- Large screen
- Large keyboard
- Powerful OS and useful bundled software
- Somewhat bulky
- Expensive, even with contract
The HTC Touch Pro2 is this company’s new flagship Windows phone, and one that offers virtually everything that a smartphone user could want: WVGA screen, mobile broadband, Wi-Fi, GPS, and much more.
The Touch Pro2 replaces the T-Mobile Wing in this carrier’s lineup.The Wing debuted over two years ago, and the new model is an improvement in almost every aspect.
T-Mobile isn’t the only carrier offering this smartphone. Sprint customers should read this article: HTC Touch Pro2 for Sprint Review
DESIGN & BUILD
Last year, HTC released smartphones in two different groups. One group, which included the original Touch Pro, picked portability over usability. In short, they tried to be as small as possible, given their hefty featureset.
The other group, which really only included the HTC Touch HD, took a different path. It offered a generously-sized screen in a somewhat large package.
While models like the Touch Pro did OK, the HTC Touch HD was this company’s best selling model in Europe.
This is why the Touch Pro2 leans toward size over portability. It has a relatively large screen and keyboard, with the assumption that users will accept the extra bulk.
I completely agree with this decision. The 3.6 inch, WVGA (800 by 480 pixel)resistive touchscreen and a large landscape-oriented QWERTY keyboard are the best features of this device. They help make it into one of the best high-end smartphones coming out this year.
I’m also pleased to see the return of the slide-and-tilt design that previously used only on the AT&T Tilt.This has all kinds of uses, like allowing me to set the phone down while I’m watching a movie on it.
Overall, this model is 4.6 inches by 2.4 inches by 0.7 inches. It weighs 6.6 ounces. Like I said, not svelte.
When comparing the Touch Pro2 with the T-Mobile Wing or the Touch Pro, the latest model’s large, high-resolution screen really stands out.They make it right for mobile web browsing, word processing, or even watching movies on the go.
It’s big enough to nearly make the stylus unnecessary. Most of the time, on-screen icons and other elements are large enough that you can select them with your fingertip. However, this isn’t always true. This device’s Windows Mobile user interface still has quite a few places where you’re going to need to pull out the stylus because your fingertip is just too large. This happens to me regularly when surfing the Web.
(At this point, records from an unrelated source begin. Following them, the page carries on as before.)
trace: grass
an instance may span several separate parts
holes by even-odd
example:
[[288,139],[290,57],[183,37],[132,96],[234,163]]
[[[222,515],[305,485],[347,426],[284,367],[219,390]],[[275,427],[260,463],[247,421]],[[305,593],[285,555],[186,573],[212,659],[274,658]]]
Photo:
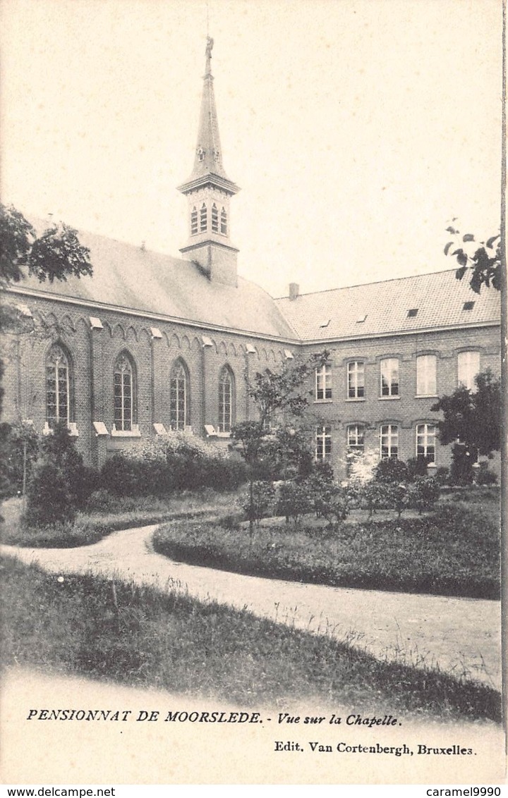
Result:
[[312,700],[351,711],[499,721],[501,697],[435,670],[381,662],[331,637],[213,602],[6,558],[4,666],[58,670],[245,707]]
[[73,523],[35,527],[22,523],[22,500],[11,499],[2,508],[0,539],[10,546],[31,548],[89,546],[118,529],[161,523],[169,519],[224,513],[233,502],[230,494],[209,490],[201,494],[177,494],[168,499],[109,496],[101,508],[92,505],[86,512],[78,512]]
[[336,532],[277,520],[253,535],[216,520],[181,520],[153,538],[160,554],[224,571],[335,587],[498,598],[499,507],[446,500],[427,516],[348,520]]

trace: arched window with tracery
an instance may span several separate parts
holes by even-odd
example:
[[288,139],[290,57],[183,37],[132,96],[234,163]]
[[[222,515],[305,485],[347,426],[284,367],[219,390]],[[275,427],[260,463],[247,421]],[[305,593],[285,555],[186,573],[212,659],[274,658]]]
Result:
[[113,369],[113,424],[117,432],[129,432],[136,423],[136,375],[127,352],[121,352]]
[[234,424],[235,378],[228,366],[219,374],[219,432],[230,433]]
[[169,377],[169,423],[172,429],[185,430],[190,425],[189,378],[181,360],[174,363]]
[[46,361],[46,418],[50,429],[71,421],[71,374],[69,358],[59,344],[54,344]]

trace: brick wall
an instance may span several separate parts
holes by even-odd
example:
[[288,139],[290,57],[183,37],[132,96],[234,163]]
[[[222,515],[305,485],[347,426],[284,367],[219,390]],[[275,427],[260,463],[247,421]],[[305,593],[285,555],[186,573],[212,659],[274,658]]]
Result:
[[[42,431],[46,360],[52,345],[58,342],[70,362],[71,421],[77,426],[77,445],[85,460],[95,467],[113,452],[139,445],[154,436],[154,424],[170,429],[169,375],[176,361],[185,363],[189,377],[189,425],[194,434],[206,437],[205,425],[216,430],[218,426],[219,374],[224,366],[233,375],[233,421],[242,421],[252,417],[255,412],[247,395],[246,373],[276,369],[284,361],[284,350],[296,350],[258,338],[147,320],[128,313],[89,310],[70,302],[30,297],[27,303],[37,330],[44,327],[48,332],[7,342],[3,419],[30,418],[36,429]],[[90,315],[97,317],[97,314],[102,329],[93,328],[90,323]],[[254,351],[248,352],[248,349]],[[139,426],[140,437],[111,434],[113,369],[122,352],[128,354],[134,367],[133,421]],[[93,421],[102,422],[108,435],[97,436]],[[212,437],[210,440],[228,444],[225,436]]]
[[[322,345],[304,347],[318,352]],[[438,396],[453,393],[458,385],[458,354],[464,350],[479,352],[480,370],[487,368],[500,373],[499,328],[478,327],[443,332],[420,332],[411,335],[391,336],[356,340],[327,347],[331,366],[331,400],[315,401],[312,412],[316,425],[331,428],[331,461],[339,474],[345,473],[347,429],[349,425],[365,428],[365,449],[379,450],[381,425],[394,424],[399,428],[399,458],[407,460],[416,454],[417,424],[435,423],[439,414],[431,410]],[[417,397],[416,358],[419,354],[435,354],[437,358],[436,396]],[[385,358],[399,360],[399,395],[380,398],[380,361]],[[365,397],[347,397],[347,363],[361,361],[365,364]],[[309,390],[314,391],[313,385]],[[436,465],[449,465],[450,447],[436,443]],[[494,459],[498,470],[498,457]]]

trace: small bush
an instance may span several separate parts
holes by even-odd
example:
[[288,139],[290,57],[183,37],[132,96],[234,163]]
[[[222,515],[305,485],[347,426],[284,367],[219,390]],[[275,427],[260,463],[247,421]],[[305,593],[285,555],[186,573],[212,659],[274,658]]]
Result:
[[347,491],[334,484],[330,485],[314,500],[314,507],[319,516],[326,519],[328,526],[335,530],[347,518],[351,504]]
[[65,472],[53,463],[39,461],[34,468],[26,496],[25,519],[30,526],[72,522],[76,515]]
[[254,482],[250,492],[240,500],[244,512],[249,521],[259,523],[262,518],[271,516],[276,497],[276,489],[272,482]]
[[476,476],[477,485],[494,485],[497,481],[498,475],[489,469],[486,463],[480,463],[480,468]]
[[451,449],[451,466],[450,484],[451,485],[470,485],[474,479],[474,458],[462,444],[455,444]]
[[33,425],[0,424],[0,499],[14,496],[22,490],[23,467],[30,481],[39,440]]
[[183,433],[147,440],[116,454],[101,471],[104,487],[115,496],[169,496],[177,490],[236,490],[246,478],[236,456]]
[[297,523],[302,516],[312,512],[312,501],[307,482],[283,482],[280,484],[276,508],[277,516],[284,516],[287,521],[291,518]]
[[440,485],[449,485],[450,468],[446,465],[440,465],[435,472],[435,478]]
[[375,471],[376,482],[400,483],[408,482],[410,472],[407,466],[402,460],[395,457],[387,457],[381,460]]
[[427,476],[428,464],[429,459],[423,455],[419,454],[417,457],[410,457],[407,463],[410,480],[414,480],[417,476]]
[[431,510],[440,493],[441,488],[437,480],[431,476],[419,476],[408,487],[408,506],[420,513]]

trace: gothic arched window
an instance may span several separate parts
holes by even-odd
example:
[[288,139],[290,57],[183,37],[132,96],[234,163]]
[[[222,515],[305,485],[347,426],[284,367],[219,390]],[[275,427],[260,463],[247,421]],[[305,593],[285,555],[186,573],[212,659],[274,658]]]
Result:
[[235,379],[227,365],[219,374],[219,432],[230,433],[234,423]]
[[117,432],[132,430],[136,421],[134,364],[126,352],[118,355],[113,369],[113,424]]
[[172,429],[184,430],[190,425],[189,371],[181,360],[177,360],[169,377],[169,422]]
[[62,347],[55,344],[46,361],[46,418],[50,429],[59,421],[70,421],[70,393],[69,358]]

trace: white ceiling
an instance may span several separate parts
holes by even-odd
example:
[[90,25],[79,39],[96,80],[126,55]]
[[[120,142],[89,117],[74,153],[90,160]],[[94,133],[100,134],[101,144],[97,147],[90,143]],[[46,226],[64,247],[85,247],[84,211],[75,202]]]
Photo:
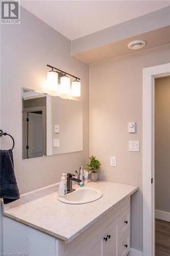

AD-pad or a trackball would eliminate the need for this, but the Touch Pro2 doesn’t have either. Arrow keys on the keyboard help a bit, though.
Because a stylus is still necessary, the Touch Pro2 has a resistive screen.A capacitive screen would make it easier to use with a fingertip, but would require a special type of stylus that doesn’t work well with small screen elements, like the ones scattered around Windows Mobile.
This model has a strip next to the screen that makes it easy to zoom in or out on what’s being displayed. This doesn’t work in every app, but it’s very useful in the web browser.
When it comes to mobile keyboards, bigger is better. The one on the Touch Pro2 is one of the biggest I’ve ever used, and its generous size makes it easy to type on.
There’s enough separation between keys that you don’t accidentally hit more than one at the same time, and enough travel that there’s no question about whether you’ve it a key or not.
It has a full five rows, so numbers get their own keys, and all commonly used punctuation marks do, too.
I’m not happy that HTC is using its own Ext-USB port on this device, rather than include a standard 3.5 mm headset jack. This means you either have to turn to an adapter (it’s in the box) or use HTC’s specially-designed earbuds to listen to music.At least standard mini-USB cables work fine for data or charging.
The microSD card slot is easily accessible, and doesn’t require taking the battery cover off.